Breaking The Rules of Watercolour || Shirley Trevena

When I wrote about Shirley Trevena’s previous book, Vibrant Watercolours, I had a riff about how watercolour was supposed to be a demure medium. I won’t repeat it here, but my point was that Shirley had taken a traditional medium by the scruff of the neck and brought it right up to date. It was therefore a pleasure to read the introduction to this rather magnificent new volume and discover that this is basically her manifesto. The quote, “I would love to have had [Queen Victoria] in my class so that I could have given her permission to let rip with her colours” conjures up a wonderful image!

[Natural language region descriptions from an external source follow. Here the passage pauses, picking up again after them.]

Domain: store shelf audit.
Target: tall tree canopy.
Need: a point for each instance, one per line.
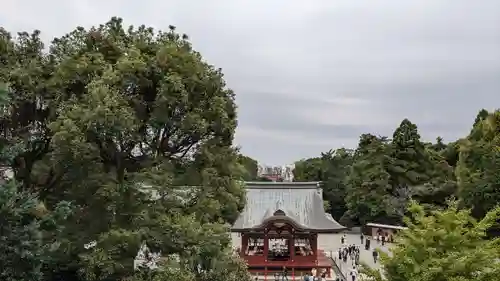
(135, 129)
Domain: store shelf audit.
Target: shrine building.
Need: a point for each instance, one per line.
(279, 228)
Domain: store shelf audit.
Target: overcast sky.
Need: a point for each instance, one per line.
(313, 75)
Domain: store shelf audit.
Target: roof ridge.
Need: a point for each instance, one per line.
(282, 185)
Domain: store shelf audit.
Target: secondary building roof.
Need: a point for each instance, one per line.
(301, 202)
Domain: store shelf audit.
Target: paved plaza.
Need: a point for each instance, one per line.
(331, 243)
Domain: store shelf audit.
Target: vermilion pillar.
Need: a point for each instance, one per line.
(266, 245)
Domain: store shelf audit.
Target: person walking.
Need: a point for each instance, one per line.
(354, 273)
(375, 255)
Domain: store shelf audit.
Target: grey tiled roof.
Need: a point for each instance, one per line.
(301, 201)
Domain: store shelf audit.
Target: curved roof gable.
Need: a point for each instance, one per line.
(301, 202)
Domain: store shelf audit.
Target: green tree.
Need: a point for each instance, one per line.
(338, 166)
(311, 169)
(368, 196)
(250, 167)
(445, 245)
(27, 231)
(410, 161)
(135, 129)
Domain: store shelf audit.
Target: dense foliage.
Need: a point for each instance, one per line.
(135, 130)
(122, 139)
(375, 182)
(447, 245)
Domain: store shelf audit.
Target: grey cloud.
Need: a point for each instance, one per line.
(312, 75)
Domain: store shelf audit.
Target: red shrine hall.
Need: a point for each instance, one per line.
(279, 228)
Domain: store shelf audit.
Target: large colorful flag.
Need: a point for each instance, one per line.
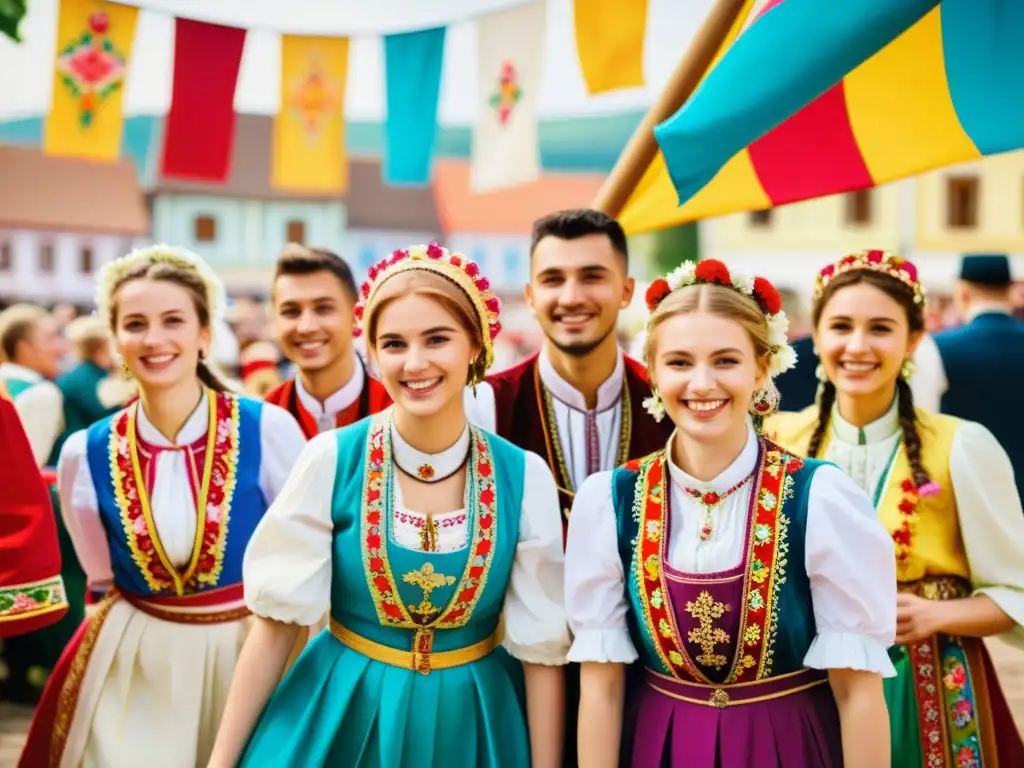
(93, 48)
(609, 37)
(510, 53)
(870, 92)
(309, 130)
(199, 133)
(413, 74)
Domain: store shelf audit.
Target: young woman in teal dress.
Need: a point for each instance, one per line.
(432, 543)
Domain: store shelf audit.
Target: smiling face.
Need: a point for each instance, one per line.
(158, 332)
(312, 320)
(423, 351)
(577, 289)
(707, 371)
(863, 335)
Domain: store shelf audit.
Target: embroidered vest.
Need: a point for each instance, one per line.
(926, 530)
(519, 408)
(235, 503)
(373, 398)
(753, 622)
(386, 592)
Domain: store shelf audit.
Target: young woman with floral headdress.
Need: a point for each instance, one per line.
(160, 500)
(944, 487)
(756, 588)
(419, 531)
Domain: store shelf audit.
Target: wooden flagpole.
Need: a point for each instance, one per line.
(642, 147)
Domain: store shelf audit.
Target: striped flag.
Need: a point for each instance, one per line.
(870, 92)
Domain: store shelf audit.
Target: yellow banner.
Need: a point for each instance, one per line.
(93, 48)
(609, 42)
(309, 130)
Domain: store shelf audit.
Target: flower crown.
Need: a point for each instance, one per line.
(114, 271)
(711, 271)
(876, 261)
(453, 266)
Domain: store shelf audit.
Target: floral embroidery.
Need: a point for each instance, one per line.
(376, 503)
(91, 69)
(765, 573)
(508, 93)
(216, 492)
(903, 534)
(706, 609)
(25, 600)
(930, 715)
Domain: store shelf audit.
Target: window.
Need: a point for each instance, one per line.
(296, 231)
(46, 259)
(858, 208)
(962, 202)
(206, 229)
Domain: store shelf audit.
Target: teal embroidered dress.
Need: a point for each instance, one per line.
(341, 537)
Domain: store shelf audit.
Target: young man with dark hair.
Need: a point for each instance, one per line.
(579, 401)
(313, 295)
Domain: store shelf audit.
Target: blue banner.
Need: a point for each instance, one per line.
(413, 73)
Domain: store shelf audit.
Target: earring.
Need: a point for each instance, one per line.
(764, 401)
(654, 406)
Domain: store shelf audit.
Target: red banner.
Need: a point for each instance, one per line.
(200, 129)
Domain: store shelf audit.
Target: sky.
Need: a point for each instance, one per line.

And that’s basically what this book is about, what the rules and the risks are: colours, but also how they sit together and relate to each other through positive and negative shapes. Shirley isn’t an abstract painter and, if you turn the pages, you’ll never be in any doubt about what any of her subjects is, but you can immediately see that it’s all about much more than just representation. Conveniently, the cover illustration makes my point. The title is Scottish Waterlilies, but that really doesn’t matter. You need to look at the way the colours are placed, how the pink of the flower stands out against the green leaves, and how the deep blue of the negative shapes of the water defines all the rest of the elements of the picture. The result is bold and yet subtle at the same time.

The structure of the book is that Shirley analyses ten of her paintings, using each one to make a specific point: “More paint, bigger paper”, “Breaking the rules of perspective”, “Happy accidents”. She’ll show you where the idea came from and how the image was developed, what colours and materials were used and how the effects were achieved. There isn’t a demonstration in sight, though, and if you were looking for instruction on how to copy the piece, you’d search in vain because this isn’t a book that will teach you how to paint, it’s a book that’ll teach you about painting, about how to see, how to think and how to translate that into working with the materials you have. It’s a difficult thing to pull off because most artists think visually and have great trouble expressing themselves in words. Shirley, though, has the gift for both and this is a book which will teach you more about art than pretty much any other.

It also helps that it’s been superbly produced and is a joy just to handle.